If the processor 200 encounters an exception condition or a change in the control flow due to an instruction which is younger (enters the instruction fetch component 11 later) than an instruction in the instruction side buffer, the corresponding instruction (or instructions) from the instruction side buffer are executed and are allowed to write the produced values into the register file before the processor takes any corrective action such as branch redirect or trap. Thus, when an instruction enters the instruction side buffer, it is considered completed from the viewpoint of exceptions and changes in the instruction flow, but it's result is not available in the register file until it is issued from the instruction side buffer and executed normally. Hence, instructions entering the instruction side buffer are said to be executed symbolically.
As shown in FIG. 3, the ISB 20 may accept instructions from one or more issue slots 15. The instruction side buffer may have one or more entries. Instructions issued from the instruction side buffer go through multiplexors 16, where they are multiplexed with the outputs of the instruction issue stage of the processor 15. In one embodiment, the instruction side buffer may issue for execution one or more instructions per cycle. The issue of instructions from the instruction side buffer may be limited to a subset of issue slots, as shown in FIG. 3.
FIG. 4 shows an embodiment of the dependency checking and stall logic 14 (FIG. 3) to support symbolic instruction execution in accordance with an embodiment of the present invention. From decode logic 13 (FIG. 3) signals 61 indicates the names (IDs) of the source and destination operands for each instruction that enters the dependency checking and issue logic. These signals are used to access the target table 31 which stores information about pending updates to architectural registers (such as the name of the unit that generates an update and the number of cycles before the corresponding update becomes available in the register file or through a bypass). This dependency information, read out of the target table, enters the dependency checking logic 53 which analyzes the operand dependency information and generates the dependency stall signal 68 when stalling the issue stage is necessary to clear the dependencies.

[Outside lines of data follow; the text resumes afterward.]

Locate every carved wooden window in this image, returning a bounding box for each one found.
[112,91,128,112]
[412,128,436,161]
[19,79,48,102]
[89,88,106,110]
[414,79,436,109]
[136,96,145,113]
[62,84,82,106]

The Instruction Side Buffer control logic 21 supplies to the dependency checking logic 53 information about the target operands of instructions stored in the instruction side buffer. This information is supplied through signals designated as 63 in FIG. 4. In particular, the IDs of the destination (target) operands of instructions in the instruction side buffer are used to override the corresponding bits read out of the target table 31. The dependency information about registers written by instructions executed symbolically in the target table 31 may be incorrect. Even though the corresponding bits in the target table 31 may indicate that the operand in the register file is available, the actual value may not have been produced yet if an instruction writing that register was executed symbolically.
The dependency stall signal 68 is supplied to the stall generation logic 54 which evaluates stall requests from other sources of stalls, as described earlier and shown in FIG. 3. The stall logic 54 generates the stall signal 67 which is used to stall the issue stage of the processor. The stall logic 54 also receives signals indicating if one of the instructions in the issue stage of the processor is entering the instruction side buffer. This information is generated by the symbolic execution assignment logic 52 and is passed as signal designated as 64 in FIG. 4. This information is used to modify the stall conditions. If an instruction in the issue stage of the processor has an unresolved dependency, which therefore would have caused the issue stall in the prior art implementation of the issue logic, but this instruction has been designated for symbolic execution, the stalling of the issue in the embodiment of the present invention is not needed, and the issue stall signal 67 is not asserted.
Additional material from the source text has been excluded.